REVUE DE WEB Le débat fait rage sur le Net au sujet de la robe portée mardi pour l'investiture de son mari, Barack Obama...

Sandrine Cochard

— 

Michelle Obama, la "première Première Dame noire" des Etats-Unis, a grandi dans les faubourgs pauvres de Chicago (nord), où cette brillante juriste a vécu de près les inégalités de la société américaine.
Michelle Obama, la "première Première Dame noire" des Etats-Unis, a grandi dans les faubourgs pauvres de Chicago (nord), où cette brillante juriste a vécu de près les inégalités de la société américaine. — Chip Somodevilla AFP/Getty Images

Le petit monde de la mode avait spéculé sur la toilette idéale que devrait porter Michelle Obama pour la cérémonie d'investiture de son mari. Las.
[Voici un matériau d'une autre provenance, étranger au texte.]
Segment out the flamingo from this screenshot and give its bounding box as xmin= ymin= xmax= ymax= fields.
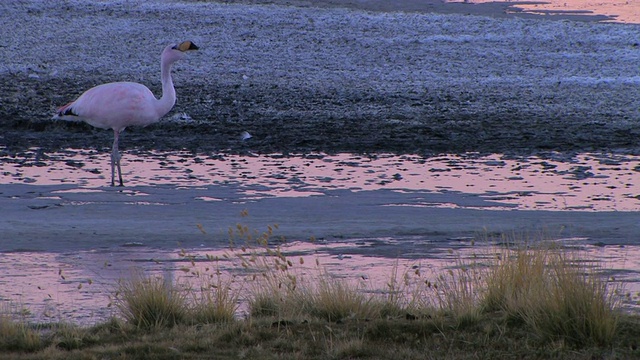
xmin=53 ymin=41 xmax=198 ymax=186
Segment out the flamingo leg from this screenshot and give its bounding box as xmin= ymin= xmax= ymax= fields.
xmin=111 ymin=130 xmax=124 ymax=186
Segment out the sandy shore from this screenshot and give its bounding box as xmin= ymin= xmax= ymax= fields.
xmin=0 ymin=0 xmax=640 ymax=322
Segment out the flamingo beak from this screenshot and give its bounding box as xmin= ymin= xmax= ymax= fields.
xmin=173 ymin=40 xmax=199 ymax=52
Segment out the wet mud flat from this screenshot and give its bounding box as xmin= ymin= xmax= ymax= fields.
xmin=0 ymin=1 xmax=640 ymax=155
xmin=0 ymin=1 xmax=640 ymax=321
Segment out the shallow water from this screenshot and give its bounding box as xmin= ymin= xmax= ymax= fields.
xmin=0 ymin=149 xmax=640 ymax=324
xmin=0 ymin=149 xmax=640 ymax=211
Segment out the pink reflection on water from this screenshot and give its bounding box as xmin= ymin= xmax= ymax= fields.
xmin=0 ymin=150 xmax=640 ymax=211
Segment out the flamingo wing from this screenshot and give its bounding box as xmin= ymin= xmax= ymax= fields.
xmin=54 ymin=82 xmax=160 ymax=131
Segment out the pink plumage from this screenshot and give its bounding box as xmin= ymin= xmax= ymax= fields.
xmin=53 ymin=41 xmax=198 ymax=186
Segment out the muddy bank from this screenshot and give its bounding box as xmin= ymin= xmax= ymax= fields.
xmin=0 ymin=1 xmax=640 ymax=155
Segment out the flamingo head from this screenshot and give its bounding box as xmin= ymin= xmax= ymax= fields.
xmin=162 ymin=40 xmax=199 ymax=62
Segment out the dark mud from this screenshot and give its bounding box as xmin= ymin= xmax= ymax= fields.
xmin=0 ymin=73 xmax=640 ymax=155
xmin=0 ymin=0 xmax=640 ymax=156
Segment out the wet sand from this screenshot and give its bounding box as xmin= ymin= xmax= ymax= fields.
xmin=0 ymin=1 xmax=640 ymax=324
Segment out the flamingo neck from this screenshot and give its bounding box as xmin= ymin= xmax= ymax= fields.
xmin=156 ymin=56 xmax=176 ymax=117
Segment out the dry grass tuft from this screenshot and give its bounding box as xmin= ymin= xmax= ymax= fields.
xmin=0 ymin=305 xmax=43 ymax=351
xmin=116 ymin=272 xmax=187 ymax=329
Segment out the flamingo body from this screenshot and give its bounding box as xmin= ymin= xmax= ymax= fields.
xmin=58 ymin=82 xmax=165 ymax=131
xmin=53 ymin=41 xmax=198 ymax=186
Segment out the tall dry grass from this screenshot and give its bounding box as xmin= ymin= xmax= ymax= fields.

La first lady a opté pour une robe couleur or et un manteau assorti qui ont affolé la Toile autour d’un débat: faute de goût ou audace vestimentaire?
 
>> Lire le portrait de Michelle Obama

 
Bling bling
 
Première transgression de Michelle: le choix de la couleur or («citronnelle» selon l’AFP) tranche avec les tons traditionnellement adoptés dans les grandes occasions par les femmes politiques américaines (rouges, blancs ou bleus). Oui mais le jaune, c’est la couleur de l’espoir, rétorque Isabel Toledo, la styliste cubaine qui a créé l’ensemble (bah oui, aux Etats-Unis, le vert, c’est la couleur du dollar). «Je voulais une couleur très optimiste, qui a du soleil, a-t-elle assuré mardi à la critique de mode du «New York Times», Cathy Horyn. Je voulais qu'elle se sente charmée, et que de cette manière, elle puisse charmer tout le monde.» Une opinion partagée par le magazine «Time» qui salue la classe et le glamour de la première dame.
 
Mais le rayon de soleil n’a pas ébloui tout monde. Un sondage réalisé par le magazine people «US Weekly» affirme que 55% des lecteurs l'ont détesté, quand 44% l'ont adoré. Le site people TMZ a même jugé cette robe «glitter», comprendre «bling bling».
 
Style Michelle
 
Bonnie Fuller, ancienne rédactrice en chef du magazine «Glamour», reconnaît un choix audacieux. «Elle a délibérément opté pour un style qui ne fasse pas première dame, explique-t-elle sur son blog. A travers ce choix de couleur, elle nous dit qu’elle est indépendante, fière, jeune et qu’elle a confiance en elle.»
 
Et il lui en faut de la confiance car n’essuie Michelle Obama pas là ses premières critiques vestimentaires. Déjà le 4 novembre, jour de l’élection qui avait vu triomphé Barack Obama, les langues acérées avaient vilipendé sa robe rouge et noire Narciso Rodriguez car elle la «boudinait». Outre la nécessité pour Michelle Obama de composer avec un physique imposant (elle mesure 1,82m), l’ancienne avocate a également dû casser son image de femme distante, voire élitiste. En juin dernier, elle était apparue dans une robe noire et blanche à 148 dollars pour l’émission «The View», très populaire aux Etats-Unis. Le lendemain, les boutiques étaient dévalisées.
 
Faisant fi des critiques, Michelle Obama a imposé son style qui préfère «laisser la chance aux stylistes éclectiques mais résolument modernes et élégants», note le magazine «Gala». Un style pudiquement taxé d’original pour certains, qui rappelle l’élégance d’une Jackie Kennedy pour d’autres. Au final, les critiques s’accordent sur un point: Michelle Obama pourrait inculquer à Washington une autre idée de la mode.